Richard Crouse: Mark, I think WALL-E is the pinnacle of science fiction for kids, but after seeing Mars Needs Moms ... I still feel that way. It’s not really sci-fi anyway, it’s more action-adventure in zero gravity, and a pretty good one, but despite some good animation it didn’t feel memorable to me. What did you think?
Mark Breslin: Well, Richard, I dreaded seeing it. To fully appreciate this picture, you have to be an eight-year-old boy, and my inner child ran away from home a long time ago. But I was pleasantly surprised — and a bit angry. The poster and title indicate that that the movie is a comedy for little kids. But it’s not. Parents of very young children should be aware that it is an action-adventure, as you say, with themes about kidnapping and abandonment, and some scary chase scenes.
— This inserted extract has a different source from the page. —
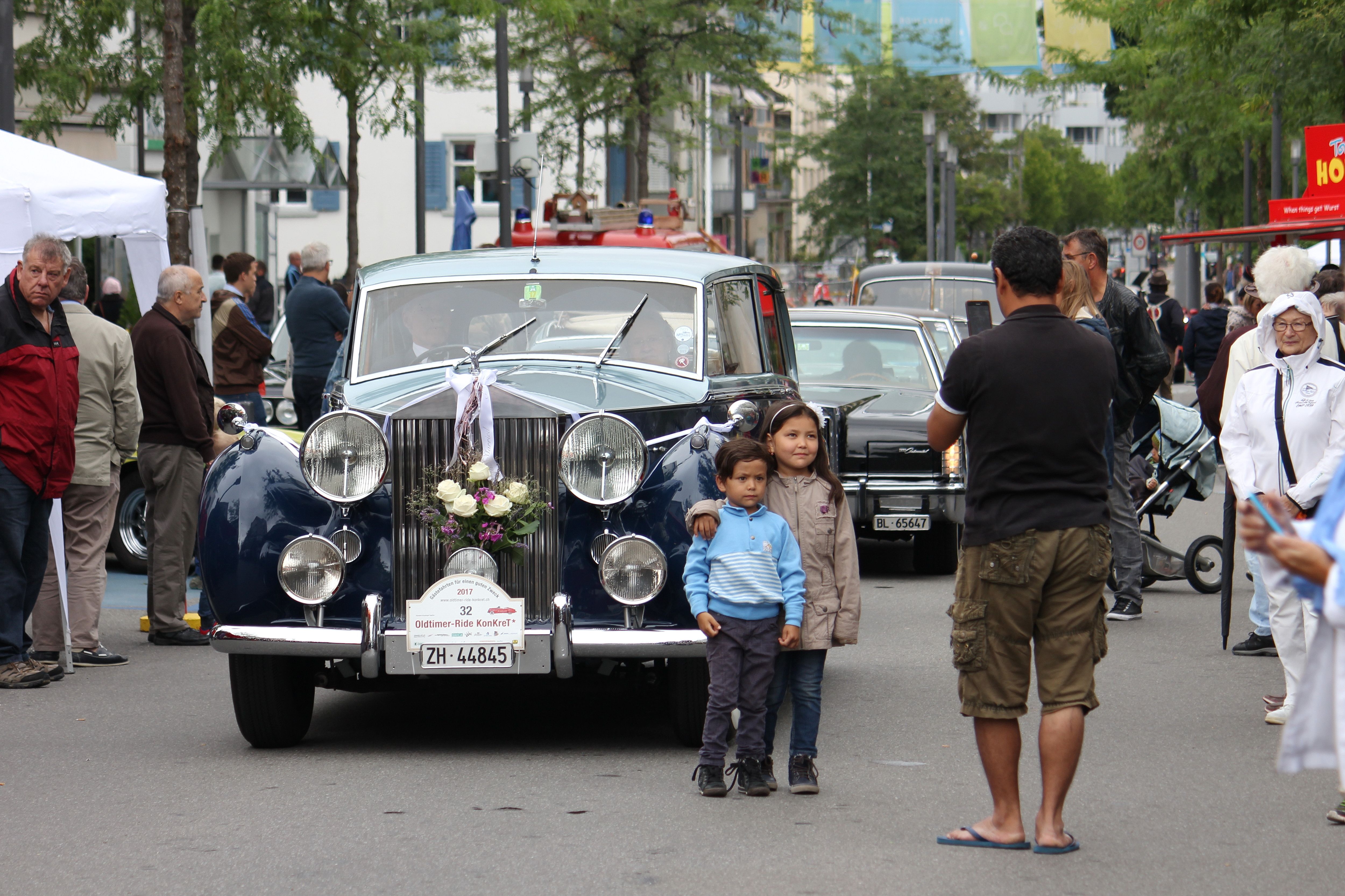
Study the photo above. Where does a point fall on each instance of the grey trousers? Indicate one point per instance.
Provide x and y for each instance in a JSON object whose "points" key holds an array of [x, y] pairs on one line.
{"points": [[1126, 548], [88, 516], [742, 662], [173, 477]]}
RC: I, too, dreaded having to sit through this, a feeling that didn’t go away until the story really kicked in around the half-hour mark. The Earthbound portion of the movie bored me silly but once the movie hits Mars it perks up. The female Martians look like E.T.’s younger sisters and the animation is terrific. I think it will appeal to eight- or nine-year-olds, but as you say, anyone younger than that might find it a bit intense.
MB: I got into it as well. But I must say the animation unnerved me. It’s getting to the point where the human characters looked creepily all too real, especially in longshot. On the other hand, it’s nice to see John Candy working again. Richard?
RC: I can only half agree with you on the animation. I thought the backgrounds on Mars were spectacular, kind of 2001 by way of Triumph of the Will and Brazil, but, for me, the character animation fluctuated. Milo’s mom had a not quite human feel about her, but Milo and his friend Gribble look amazing. And you’re right about John Candy, I couldn’t help but think that Dan Fogler’s Gribble is the part Candy would have played if this film was made in 1990.
MB: Animated movies often entertain children and their parents in different ways and on different levels, but in this movie the pop culture references of the Pixar films or of Shrek are nonexistent. But I must admit I did laugh when Gribble’s mechanical dog threw up nuts and bolts.